I Love To Write

My greatest joy in life is to sit down for a half hour and write a story. It could be on any subject, God gifted me with a huge imagination. I know very little about grammar. Anything that I run across usually is interesting to me. I had a banana for breakfast. How do bananas grow?

I commend West Bend News for offering a contest to students. I have found Angel and Bryce to be very nice people to work with. I think there is still a place for newspapers. They said radio was obsolete when TV came along, but I listen to radio everyday. I find I can understand something by reading it, perhaps more than hearing it.

I didn’t start writing until I was retired. A minister announced he was having a story writing class one night, and I was excited. There were only me and a 17 year old boy and we began exchanging stories each Sunday. I still have his stories. He wrote a couple of books but quit when he went to college. I have been greatly encouraged by a granddaughter who reads everything l write.

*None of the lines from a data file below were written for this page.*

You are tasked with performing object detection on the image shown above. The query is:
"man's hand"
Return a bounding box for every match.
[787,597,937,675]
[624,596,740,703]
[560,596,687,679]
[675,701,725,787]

I had what I consider to be an ideal childhood. I was raised on a farm and my dad loved farming. The work was hard but it was fun. My dad always had the best crops around and I considered him to be a prosperous farmer. We also went to farmers market. My mother helped with chores and the egg money was hers to keep. I had a dozen beehives when I was in grade school and always had honey to sell. I also had a flock of ducks and sold duck eggs to a Chinese laundry in Fort Wayne. I always had an income.

If you have a mother and father that love you, you are the most blessed person on this planet. Even if you have single parent there is a bond which can’t be broken. I know of a lad that was raised by his grandmother, in poor Appalachia, and he became vice president of the United States, and also wrote a book.

If you will indulge me I’d like to tell you a bit about my parents. My dad was a big man and probably the strongest man I have known. He loved people and everybody knew him. My mom was a bit more reserved but had many friends. If I met someone, I would tell them, “I’m Monroe’s son,” and they would know instantly who I was.

I will always love the farm, and I miss it. My dad was always the first to plant crops. I miss the rotation of seasons now. It will soon be time to sew oats, then in May we will plant corn, and in June we will be making hay. Now July will come and I will wonder where did April go? Is it time to cultivate corn? I would give anything to be able to spend one more day at home.